Eserleri. 1. Ḥâşiye ʿalâ Şerḥi Meṭâliʿi’l-envâr. Mantığa dair olan kitap, Sirâceddin el-Urmevî’nin Meṭâliʿu’l-envâr adlı eserine Şemseddin Mahmûd b. Abdurrahman el-İsfahânî tarafından yazılan şerhin hâşiyesidir. Kara Dâvud’un bu eserine Birgili Kara Halil ve Yûsufefendizâde hâşiye yazmışlardır (Köprülü Ktp., Mehmed Âsım, nr. 290, 291).

2. Ḥâşiye ʿalâ Ḥâşiyeti Küçük (Kûçek) ʿalâ Taḥrîri’l-ḳavâʿidi’l-manṭıḳıyye (Ḥâşiye ʿalâ Şerḥi’ş-Şemsiyye).
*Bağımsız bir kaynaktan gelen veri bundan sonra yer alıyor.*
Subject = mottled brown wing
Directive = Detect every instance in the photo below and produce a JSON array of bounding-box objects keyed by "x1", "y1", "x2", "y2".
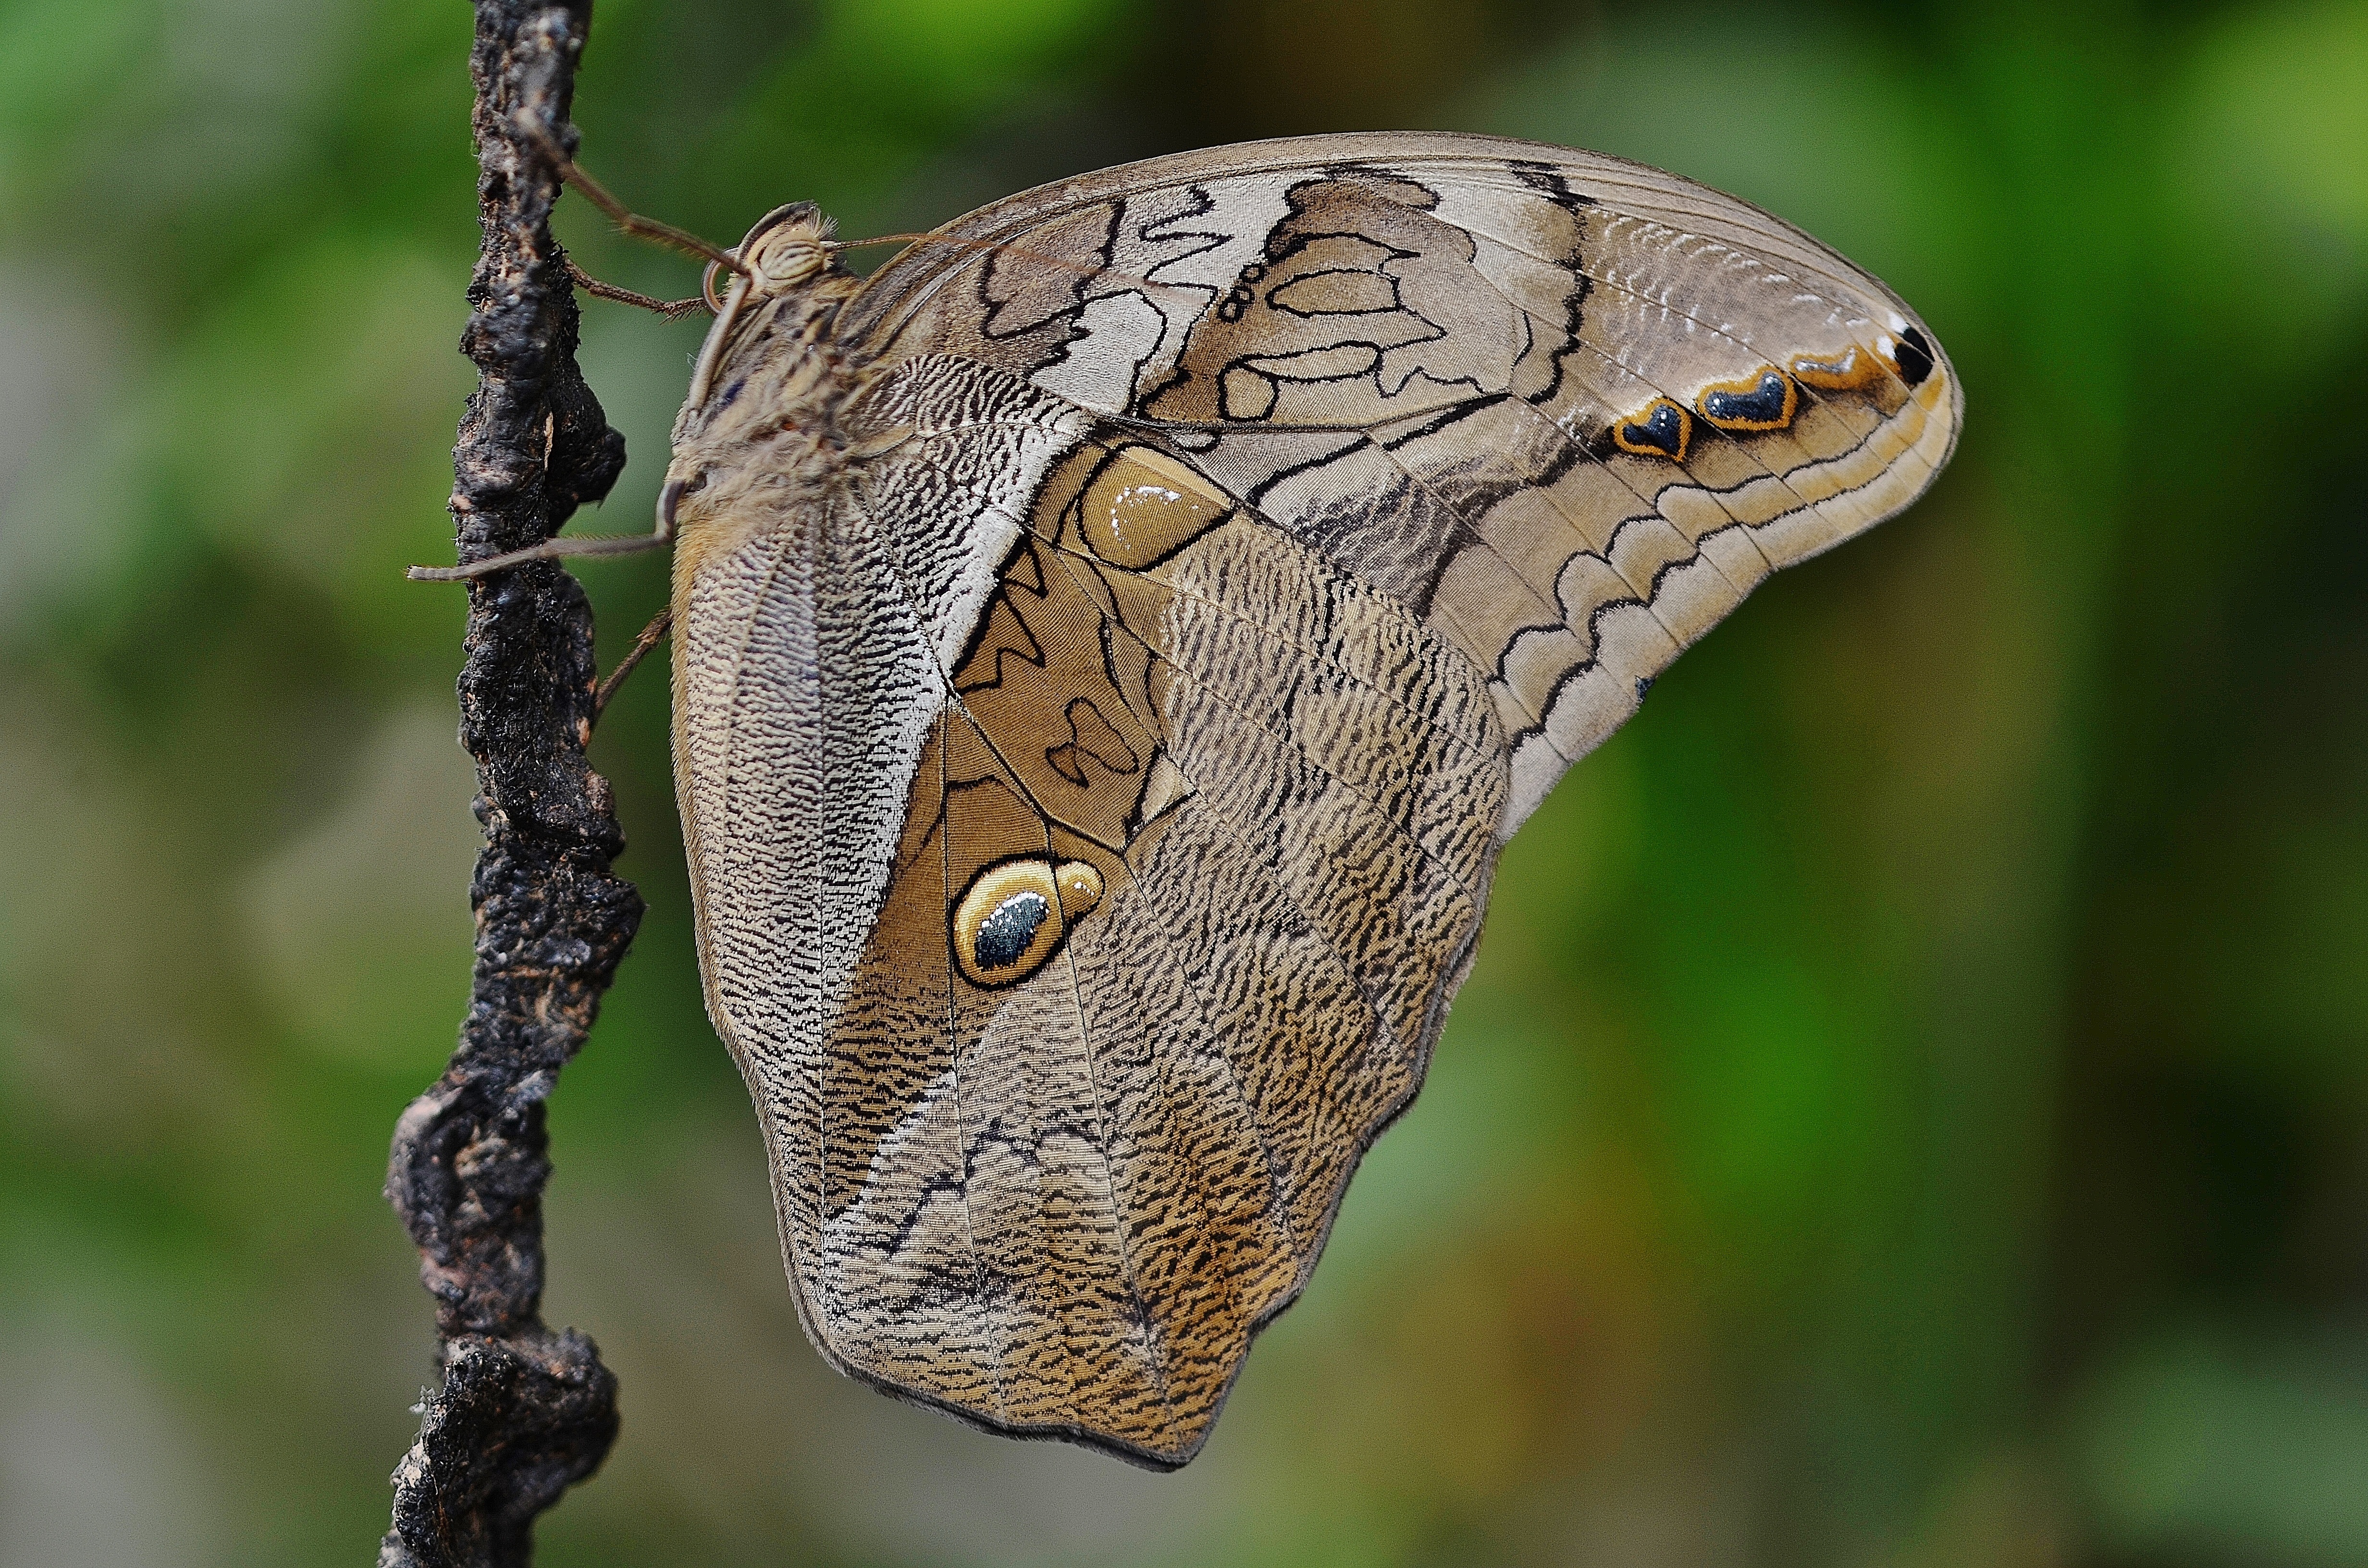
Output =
[
  {"x1": 850, "y1": 132, "x2": 1961, "y2": 829},
  {"x1": 669, "y1": 332, "x2": 1492, "y2": 1465},
  {"x1": 673, "y1": 134, "x2": 1958, "y2": 1470}
]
Ali b. Ömer el-Kâtibî’nin eş-Şemsiyye’sine Kutbüddin er-Râzî’nin yazdığı şerhe Seyyid Şerîf el-Cürcânî’nin yaptığı hâşiyenin hâşiyesidir (İstanbul 1285). Kâtib Çelebi, bu hâşiyenin Teftâzânî’nin öğrencisi Molla Kara Dâvud adındaki başka bir müellife ait olduğunu belirtir (, II, 1063). Aynı şekilde Osmanlı Müellifleri ile bazı kütüphane kayıtlarında (Süleymaniye Ktp., Denizli, nr. 266, Fâtih, nr. 3270; Hacı Selim Ağa Ktp., Hüdâî Efendi, nr. 1535; Beyazıt Devlet Ktp., Bayezid, nr. 4379) Dâvûd b. Kemâl’e izâfe edilen Ḥâşiye ʿale’t-Taṣavvurât ile Ḥâşiye ʿale’t-Taṣdîḳāt’ın da Molla Kara Dâvud’a ait olması muhtemeldir.

3. Şerḥu’l-Menâr. Ebü’l-Berekât en-Nesefî’nin usûl-i fıkha dair Menârü’l-envâr adlı eserine yapılmış bir şerhtir. Kaynaklarda zikredilmeyen eserin bir nüshası Köprülü Kütüphanesi’nde mevcuttur (Mehmed Âsım, nr. 58).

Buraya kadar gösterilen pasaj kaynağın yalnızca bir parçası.